MIDTERM
CS522, Winter 2011



1. Consider the following FP-tree

[FP-tree]

Let minimum support count min_sup = 2.

(a) (15pt) List all the frequent itemsets with their support counts

(b) (5pt) List all the closed frequent itemsets with their support counts.

(c) (5pt) List all the maximal frequent itemsets.

2. (15pt) Consider the following sequences

<(ab)(c)>
<(ac)(bc)>
<(b)(b)(bc)>
<(ad)(b)(d)>
<(cd)(c)(d)>

Let minimum support count min_sup = 2. Use the GSP algorithm to find all the frequent sequences.

3. Consider the following dataset

a1 a2 a3 Class
0 1 0 1
1 1 0 0
0 0 1 1
1 0 1 0
0 0 0 0

(a) (20pt) Construct a Decision Tree to classify the record (0,1,1,?).
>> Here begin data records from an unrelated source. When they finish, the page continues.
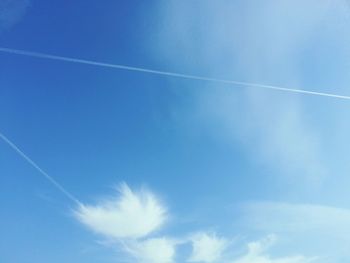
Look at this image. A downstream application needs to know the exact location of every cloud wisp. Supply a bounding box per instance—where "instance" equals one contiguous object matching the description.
[75,184,167,239]
[74,183,318,263]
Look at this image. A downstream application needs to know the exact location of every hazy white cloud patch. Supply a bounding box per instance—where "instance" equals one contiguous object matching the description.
[151,0,348,186]
[75,184,167,239]
[0,0,30,32]
[188,232,228,263]
[74,184,318,263]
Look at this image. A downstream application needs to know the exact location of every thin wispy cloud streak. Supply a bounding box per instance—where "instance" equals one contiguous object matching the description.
[0,132,81,207]
[0,47,350,100]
Use Information Gain with Entropy to determine the best splits for the decision tree.

(b) (20pt) Use Naive Bayesian Classification to classify the record (0,1,1,?).

4. Use the BBN shown on Slide #21 of the Lecture Notes on Bayesian Classification to compute the following probabilities:

(a) (10pt)  P(HD=Yes|E=Yes)

(b) (10pt)  P(HD=Yes|E=Yes,CP=No)